Video game loot boxes are now considered criminal gambling in Belgium

Author Topic: Video game loot boxes are now considered criminal gambling in Belgium  (Read 4473 times)

All that stuff on steam can be resold on the market to buy games or more loot boxes.

Seems like gambling to me.
which is why i mentioned that they sorta count. the thing is though the whole system is obviously rigged in a way that you cant realisically make any real money since it costs like $2 a key and 90% of the drops redeem for less than that

Hmm, never understood why Overwatch did have an option to pay for the lootboxes anyway.
It is nice if you want something specific, but paying money for those lootboxes was never any good.
You could pay like 5 dollars for some stuffty skins and some gold lol.
I would be find with the removal of that option, never used it.
How they would monetise the game, other then raising the price of it or using DLC to gate content, is a good question.

Letting you outright buy what you want is a good start.

Letting you outright buy what you want is a good start.
And not around £3 for a hat.

the sad truth is games have remained around the $60 mark for the past 30 years and the consumers won’t let it rise because anything over $60 is “outrageous”. most devs aren’t getting paid like they used to and games are getting more and more advanced and cost much more to design. loot boxes are a good way for devs to get their well deserved money. however, pay to win is not the way. an increase in general rng is not the way.

the sad truth is games have remained around the $60 mark for the past 30 years and the consumers won’t let it rise because anything over $60 is “outrageous”. most devs aren’t getting paid like they used to and games are getting more and more advanced and cost much more to design. loot boxes are a good way for devs to get their well deserved money. however, pay to win is not the way. an increase in general rng is not the way.

Oh hey mcjob how much did Ubisoft pay you this time
« Last Edit: April 29, 2018, 05:11:01 PM by beachbum111111 »

And not around £3 for a hat.
i would be fine with just paying 99 cents or a dollar or whatever for a cosmetic item of my choosing and not a chance at getting something between "green and darker green" and "unicorn vomit"

I'm pretty sure Overwatch raked in over a billion in just a year and it only cost around 60-160 million to make, so basically you're just giving them extra money they don't need.
I don't think Blizzard released official cost and revenue numbers, have they?
Either way, there's ongoing development and support costs, too.
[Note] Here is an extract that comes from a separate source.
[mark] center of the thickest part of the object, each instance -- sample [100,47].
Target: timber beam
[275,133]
Many games have already implemented paid cosmetics before lootboxes and those worked fine. Lootboxes revoke the freedom to choose what you're paying for.
Hmm yeah I can see that

I can slap in a few bucks and get an entire rainbow color pallet to recolor characters in Warframe.
Yeah but warframe also makes you buy a lot of non-cosmetic things, like additional weapon slots, as well as things that are borderline play-to-win, like being able to instantly buy warframes and weapons instead of having to work for them

Yeah but warframe also makes you buy a lot of non-cosmetic things, like additional weapon slots, as well as things that are borderline play-to-win, like being able to instantly buy warframes and weapons instead of having to work for them
That is the nature of a Free-to-Play game, you can also trade items for premium currency at a relatively fast pace.

The point im trying to make is that Warframe isnt making me spin for guns, cosmetics, and characters, almost anything if it isn't limited there can be bought directly. Why are Pay-to-Play holding the items behind payed RNG?

what about mobile games

what about mobile games
the mobile game market is really tricky because you can't really expect anyone to pay for an app up front for more than a dollar. in the mobile market, games are usually very simple and trends can come and go quite literally overnight so it's gonna be hard to have people pay money for your game just to download it and be done with it the next day. microtransactions (i really hate calling them microtransactions because they're just regular transactions and it downplays them) come into play and you can have people who are hooked/literally addicted to your product spend money on your "free" game.

what about mobile games
it can be paid, have microtransactions, or have ads. no combinations allowed

Don't nickle and dime the customers with rng. When Warframe is a good example of this cosmetic lootbox-less system the industry is doing something very wrong.

You pay $40-$60 on Overwatch and you're telling me that I have to roll for skins that are the equivalent to "Smash bros recolors"? I can slap in a few bucks and get an entire rainbow color pallet to recolor characters in Warframe.
1. you get loot boxes for playing, by level 300-400 you'd get basically everything, or enough coins to buy them
2. league skins are for supporting your team and you get the currency to buy them from watching streams

only shmucks or people obsessed with collecting everything buy lootboxes, meanwhile the chads just play the game (or the arcade)

it can be paid, have microtransactions, or have ads. no combinations allowed
unless there's a microtransaction for removing ads and it works for all of them, not just the random ones.
like grow stone. you can get the ad buffs without having to watch ads and it's great.